We have a similar situation with a non profit volunteer organization. We have a person who was named to the board in financially related position who is being investigated for mishandling funds. As there is no resolution to the investigation, we have kept the person in their position with their prescribed duties. We are tightening all internal controls and adding more checks and verifications to our processes to prevent any problems. (This all comes with new administrative people so it is being justified as being part of this change).
Once any investigation is completed, any necessary actions regarding this person can be taken.

Gary Johnson
Title: IT Audit Project Manager
Company: Colorado PERA
(IT Audit Project Manager, Colorado PERA) |

A real risk is that the person is found guilty, and becomes no longer employable in that position. I am aware of a CFO who ripped off a private company (and admitted it), spent a year in jail, and then is placed into supervision for the next 20 years, and is not allowed to hold any fiduciary position. Can't even work as a cashier at McD's because they handle money. Can I afford to hire someone, begin the investment with them in the role and then potentially lose them because they no longer can hold the position?
I would suggest that waiting is a good course of action, if you can afford to keep the position open and the candidate is an extremely good fit. Once the outcome is known, then you'll have 20/20 insight into your decision.

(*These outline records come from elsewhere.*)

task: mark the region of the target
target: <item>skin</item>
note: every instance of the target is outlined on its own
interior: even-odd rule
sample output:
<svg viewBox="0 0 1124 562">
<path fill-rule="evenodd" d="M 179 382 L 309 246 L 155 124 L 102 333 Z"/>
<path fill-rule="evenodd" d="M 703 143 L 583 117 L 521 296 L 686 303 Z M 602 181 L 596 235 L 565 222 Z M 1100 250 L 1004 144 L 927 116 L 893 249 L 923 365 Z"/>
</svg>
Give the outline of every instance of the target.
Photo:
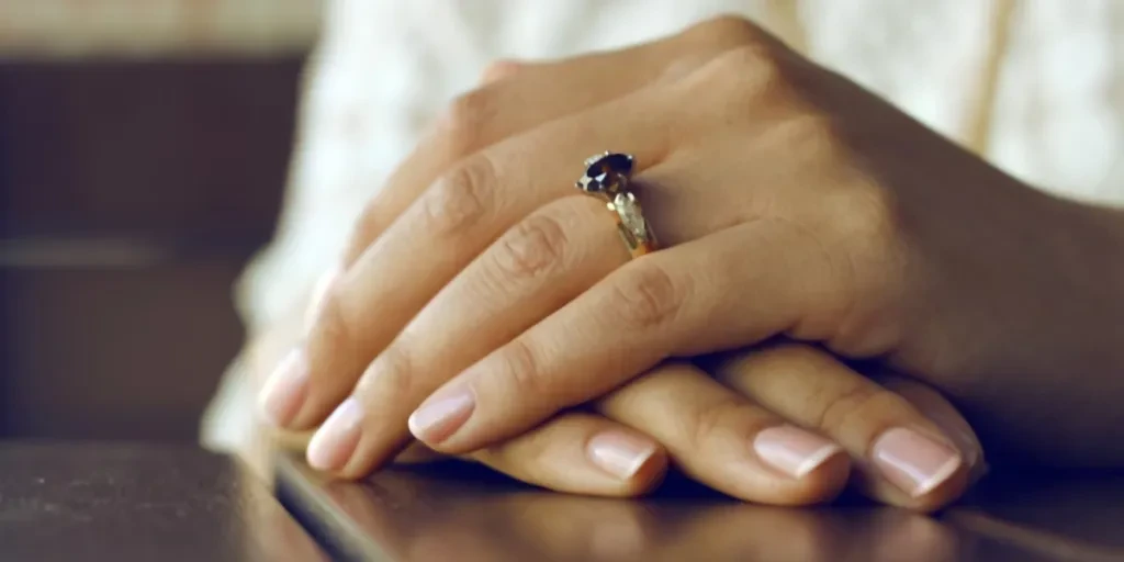
<svg viewBox="0 0 1124 562">
<path fill-rule="evenodd" d="M 640 382 L 662 380 L 680 369 L 671 357 L 777 336 L 818 345 L 804 396 L 828 389 L 824 409 L 894 396 L 827 366 L 872 359 L 949 393 L 1014 450 L 1124 461 L 1099 430 L 1124 422 L 1120 211 L 1004 175 L 741 19 L 508 74 L 454 102 L 371 202 L 284 369 L 300 384 L 273 400 L 279 426 L 311 428 L 344 406 L 357 418 L 332 470 L 375 470 L 408 429 L 445 454 L 510 443 L 653 368 Z M 606 147 L 636 156 L 665 250 L 628 261 L 602 203 L 574 192 L 575 163 Z M 876 490 L 872 439 L 916 418 L 906 400 L 858 400 L 877 414 L 844 435 L 854 416 L 825 427 L 801 410 L 816 405 L 777 411 L 792 389 L 770 400 L 771 387 L 717 378 L 833 437 Z M 434 405 L 436 422 L 422 411 Z M 339 430 L 329 418 L 318 436 Z"/>
<path fill-rule="evenodd" d="M 254 338 L 246 355 L 259 383 L 307 329 L 302 326 L 306 316 L 294 311 Z M 459 456 L 570 493 L 643 495 L 659 486 L 674 465 L 703 484 L 747 501 L 819 504 L 851 484 L 876 501 L 923 511 L 955 500 L 986 470 L 968 423 L 946 399 L 916 381 L 891 373 L 862 377 L 822 350 L 792 342 L 699 363 L 705 370 L 683 362 L 661 365 L 582 411 L 563 413 L 523 435 Z M 835 414 L 825 417 L 825 409 Z M 788 424 L 851 445 L 803 478 L 792 478 L 762 462 L 752 450 L 762 429 Z M 885 426 L 922 428 L 954 448 L 963 463 L 948 482 L 913 496 L 888 481 L 870 460 L 871 441 Z M 278 432 L 264 425 L 257 429 L 255 451 L 243 453 L 263 474 L 270 473 L 272 448 L 303 451 L 308 446 L 308 433 Z M 631 474 L 606 471 L 590 457 L 588 447 L 604 435 L 636 439 L 650 447 L 651 455 Z M 396 462 L 424 463 L 444 456 L 415 442 Z"/>
</svg>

Randy also makes the great point that there will be other demands on the resources of the individual while the case is underway - time, mental, emotional and physical demands may be extremely distracting from learning and performing in a new position.

Topic Expert
Wayne Spivak
Title: President & CFO
LinkedIn Profile
(President & CFO, |

"Randy also makes the great point that there will be other demands on the resources of the individual while the case is underway - time, mental, emotional and physical demands may be extremely distracting from learning and performing in a new position."

One could say this of a divorce, a house sale and move, a birth, a dying relative.